Flannery O’Connor/Good Country People
‘as real as several grain sacks thrown on top of each other.’
‘Mrs Hopewell had no bad qualities of her own but she was able to use other people’s in such a constructive way that she never felt the lack.’
The use of that ‘but’ is genius.
‘Joy, whose constant outrage had obliterated every expression from her face…’
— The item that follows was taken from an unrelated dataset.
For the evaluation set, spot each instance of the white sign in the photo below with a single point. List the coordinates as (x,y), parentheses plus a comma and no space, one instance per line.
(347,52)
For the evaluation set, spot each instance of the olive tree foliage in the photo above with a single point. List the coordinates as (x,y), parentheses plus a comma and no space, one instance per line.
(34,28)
And how about this for comic timing:
Mrs Hopewell excused this attitude because of the leg (which had been shot off in a hunting accident when Joy was ten). It was hard for Mrs Hopewell to realize that her child was thirty-two now and that for more than twenty years she had had only one leg. She thought of her still as a child because it tore her heart to think of the poor stout girl in her thirties who had never danced a step or had any normal good times. her name was really Joy but as soon as she was twenty-one and away from home, she had had it legally changed. Mrs Hopewell was certain that she had thought and thought until she had hit upon the ugliest name in any language. Then she had gone and had the beautiful name, Joy, changed without telling her mother until after she had done it. Her legal name was Hulga.’
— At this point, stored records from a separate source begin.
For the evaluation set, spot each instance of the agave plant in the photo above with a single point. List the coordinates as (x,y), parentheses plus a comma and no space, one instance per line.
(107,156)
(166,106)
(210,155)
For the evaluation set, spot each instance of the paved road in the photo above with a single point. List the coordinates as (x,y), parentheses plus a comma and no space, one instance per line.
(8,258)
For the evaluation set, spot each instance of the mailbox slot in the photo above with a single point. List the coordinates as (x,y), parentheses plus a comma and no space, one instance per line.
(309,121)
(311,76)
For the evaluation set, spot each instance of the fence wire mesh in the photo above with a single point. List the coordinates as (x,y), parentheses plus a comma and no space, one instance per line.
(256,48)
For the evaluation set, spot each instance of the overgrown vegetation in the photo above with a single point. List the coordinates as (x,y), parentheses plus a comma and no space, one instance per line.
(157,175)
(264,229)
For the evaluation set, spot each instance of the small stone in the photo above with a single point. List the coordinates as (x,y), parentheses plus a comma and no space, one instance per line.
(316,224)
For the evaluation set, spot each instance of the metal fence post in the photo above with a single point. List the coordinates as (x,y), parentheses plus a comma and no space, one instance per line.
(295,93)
Joy, we discover, has a PhD in philosophy. Her mother ‘picked up one of the books the girl had just put down and opening it at random, she read, “Science, on the other hand, has to assert its soberness and seriousness afresh and declare that it is concerned solely with what-is. Nothing – how can it be for science anything but a horror and a phantasm? If science is right, then one thing stands firm: science wishes to know nothing of nothing. Such is after all the strictly scientific approach to Nothing. We know it by wishing to know nothing of Nothing.” These words had been underlined with a blue pencil and they worked on Mrs Hopewell like some evil incantation in gibberish. She shut the book quietly and went out of the room as if she were having a chill.’